Canary Media: Utilities are planning to shift to clean energy — just not too quickly
Nearly every major utility company in the U.S. has committed to shifting to clean energy, but a lot of Americans don’t know that — including, it would seem, a majority of Supreme Court justices.
The court ruled last month to block the Environmental Protection Agency from enforcing already out-of-date carbon emission regulations for the power sector. The conservative majority determined that a decision about whether to move the nation away from coal power should be made by Congress, not EPA regulators. The justices appear to have missed the fact that utilities have already pledged to leave coal behind and have begun minimizing it in favor of cleaner options.
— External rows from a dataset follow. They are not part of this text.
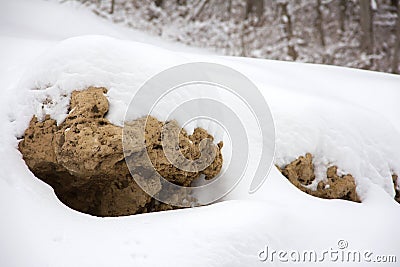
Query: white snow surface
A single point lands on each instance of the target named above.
(344, 117)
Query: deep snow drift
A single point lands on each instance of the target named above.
(344, 117)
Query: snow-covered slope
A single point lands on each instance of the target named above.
(344, 117)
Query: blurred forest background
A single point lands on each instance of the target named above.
(354, 33)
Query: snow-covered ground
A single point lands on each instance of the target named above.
(344, 117)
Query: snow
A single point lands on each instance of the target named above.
(344, 117)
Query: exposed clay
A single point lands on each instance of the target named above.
(83, 160)
(300, 172)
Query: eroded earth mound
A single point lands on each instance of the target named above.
(300, 172)
(83, 159)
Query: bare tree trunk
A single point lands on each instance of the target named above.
(256, 6)
(287, 21)
(367, 34)
(396, 55)
(319, 22)
(342, 16)
(112, 7)
(200, 9)
(158, 2)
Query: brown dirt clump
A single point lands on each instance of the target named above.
(83, 159)
(300, 173)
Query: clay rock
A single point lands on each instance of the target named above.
(83, 158)
(300, 173)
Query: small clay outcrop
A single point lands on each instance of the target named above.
(300, 173)
(83, 159)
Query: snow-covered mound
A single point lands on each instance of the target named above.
(344, 117)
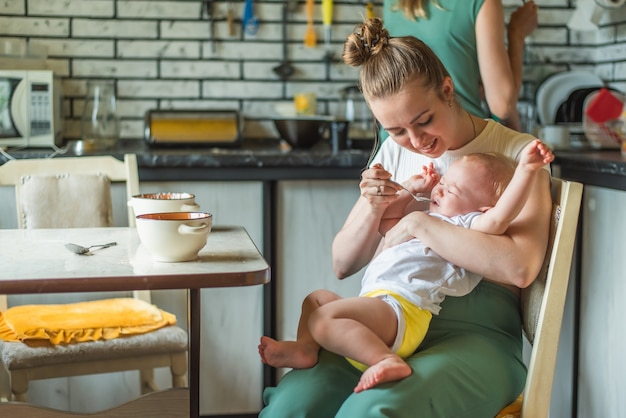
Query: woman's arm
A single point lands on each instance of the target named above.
(501, 69)
(512, 258)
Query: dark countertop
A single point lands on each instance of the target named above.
(272, 160)
(603, 168)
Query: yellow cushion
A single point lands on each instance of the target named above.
(83, 321)
(513, 410)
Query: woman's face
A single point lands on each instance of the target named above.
(418, 119)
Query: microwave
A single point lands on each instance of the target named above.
(30, 109)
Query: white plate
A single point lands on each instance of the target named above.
(556, 89)
(600, 136)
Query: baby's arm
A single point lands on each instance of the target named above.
(497, 219)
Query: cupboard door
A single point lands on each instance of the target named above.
(602, 338)
(310, 213)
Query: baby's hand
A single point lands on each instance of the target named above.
(423, 182)
(535, 155)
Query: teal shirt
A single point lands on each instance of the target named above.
(451, 34)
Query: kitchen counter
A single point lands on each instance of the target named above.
(272, 160)
(254, 160)
(604, 168)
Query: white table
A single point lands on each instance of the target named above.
(36, 261)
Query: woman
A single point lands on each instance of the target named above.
(470, 363)
(473, 49)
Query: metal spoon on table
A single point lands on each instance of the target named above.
(80, 250)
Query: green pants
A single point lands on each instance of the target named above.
(469, 365)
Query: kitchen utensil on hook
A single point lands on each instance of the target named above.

“In the last three years, you have seen major energy companies in the U.S. publicly declare net-zero” targets, said Arshad Mansoor, CEO of the Electric Power Research Institute. “I think that has been a sea change.”
Mansoor knows a few things about C-suite attitudes in the utility sector. The organization he runs is funded by utilities to research the big questions facing their industry; it was created by Congress in response to the Great Northeast Blackout of 1965. He answers to a board comprising dozens of top U.S. utility executives.
At EPRI’s Electrification 2022 conference in Charlotte, North Carolina last month, the leaders of heavy-hitter utilities unanimously embraced cutting carbon emissions and electrifying transportation. That is, on its face, a huge win for climate activists and clean-energy advocates.